The Mirror Universe Mac, who first appears in "Cutting Ties", a story in the 2007 anthology Star Trek Mirror Universe: Obsidian Alliances, is described as having black hair, and appears thus in Turnaround. Whereas our universe's Calhoun has a scar down the right side of his face, the mirror Calhoun has one down the left side of his. Mac spent a year on Romulus educating himself in areas such as philosophy, war strategy, and chess. He learned to defend himself during his many years in the Reman mines.

==Influences==
Fans have noted the similarity between Calhoun and another of Peter David's Star Trek characters, Commander Quintin Stone from David's 1991 TNG novel, A Rock and a Hard Place. David explained that Calhoun was not intentionally a remodeled Stone, but that both were based to some extent by characters portrayed by film actor Mel Gibson: the apparently unstable "cowboy diplomat" Stone was based on Martin Riggs from the Lethal Weapon films, and Calhoun, who was a rebel leader at 20, was inspired by the Scottish rebel leader William Wallace from Braveheart. David has added that Calhoun is closer to the historical Wallace, in that like Calhoun, Wallace was much younger than the real-life Gibson was when he portrayed Wallace in the movie.

In addition, Calhoun, who is depicted as something of a cowboy, has been compared by other characters in the stories to James T. Kirk, as in a conversation with Edward Jellico in the novel Martyr.
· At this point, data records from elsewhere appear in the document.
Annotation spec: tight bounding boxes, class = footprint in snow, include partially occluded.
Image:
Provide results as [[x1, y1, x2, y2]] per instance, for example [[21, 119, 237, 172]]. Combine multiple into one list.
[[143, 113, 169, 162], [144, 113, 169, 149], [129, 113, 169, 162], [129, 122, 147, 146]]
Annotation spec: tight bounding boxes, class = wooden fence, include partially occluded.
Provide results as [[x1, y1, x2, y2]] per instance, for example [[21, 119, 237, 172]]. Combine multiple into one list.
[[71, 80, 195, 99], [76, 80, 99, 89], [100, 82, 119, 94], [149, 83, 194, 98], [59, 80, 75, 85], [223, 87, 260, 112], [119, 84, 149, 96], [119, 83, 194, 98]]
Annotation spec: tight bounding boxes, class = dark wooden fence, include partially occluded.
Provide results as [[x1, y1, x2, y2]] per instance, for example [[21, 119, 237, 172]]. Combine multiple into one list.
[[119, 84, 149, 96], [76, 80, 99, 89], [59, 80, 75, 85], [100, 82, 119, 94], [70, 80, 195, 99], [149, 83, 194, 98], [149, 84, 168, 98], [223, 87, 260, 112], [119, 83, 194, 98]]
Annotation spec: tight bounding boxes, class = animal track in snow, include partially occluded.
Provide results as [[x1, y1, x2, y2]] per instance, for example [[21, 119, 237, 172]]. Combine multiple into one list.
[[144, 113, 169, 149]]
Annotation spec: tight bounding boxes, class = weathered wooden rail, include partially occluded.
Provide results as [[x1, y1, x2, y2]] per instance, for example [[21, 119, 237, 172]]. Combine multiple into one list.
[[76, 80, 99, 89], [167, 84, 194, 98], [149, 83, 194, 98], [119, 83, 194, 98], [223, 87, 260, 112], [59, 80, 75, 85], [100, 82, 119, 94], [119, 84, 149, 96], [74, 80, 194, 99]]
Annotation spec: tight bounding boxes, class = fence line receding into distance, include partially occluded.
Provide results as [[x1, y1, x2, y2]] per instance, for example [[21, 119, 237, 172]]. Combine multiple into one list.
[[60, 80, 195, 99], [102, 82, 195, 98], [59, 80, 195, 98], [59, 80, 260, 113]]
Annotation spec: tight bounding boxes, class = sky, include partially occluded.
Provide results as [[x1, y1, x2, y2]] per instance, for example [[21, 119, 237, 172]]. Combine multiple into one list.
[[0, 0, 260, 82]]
David has stated that on his blog that Calhoun indeed looks up to and identifies with Kirk, seeing himself very much in the cowboy mold that Kirk personified.

==In other media==
Playmates Toys produced a limited edition Captain Calhoun 4.5 inch action figure which was available only via mail order through the Star Trek Communicator fan club magazine, and began shipping in September 1998. Approximately 10,000 of these figures were produced.

In September 2005, Calhoun made a cameo appearance in "Vigil", a sixth-season episode of the Star Trek fan film series Star Trek: Hidden Frontier, in which he meets his old lover, Elizabeth Shelby, now commanding the Excelsior, in the Briar Patch. Calhoun was played by James Cawley, producer and star of Star Trek: New Voyages, in which he plays James T. Kirk. Peter David stated on his blog that although the creators of the episode did not check with him beforehand, he thought it was very entertaining.

In the online game Star Trek Online, Calhoun is a Starfleet mission contact based on Starbase K-7. He issues PvP missions to Federation players so they can fight other STO players playing the Klingon faction.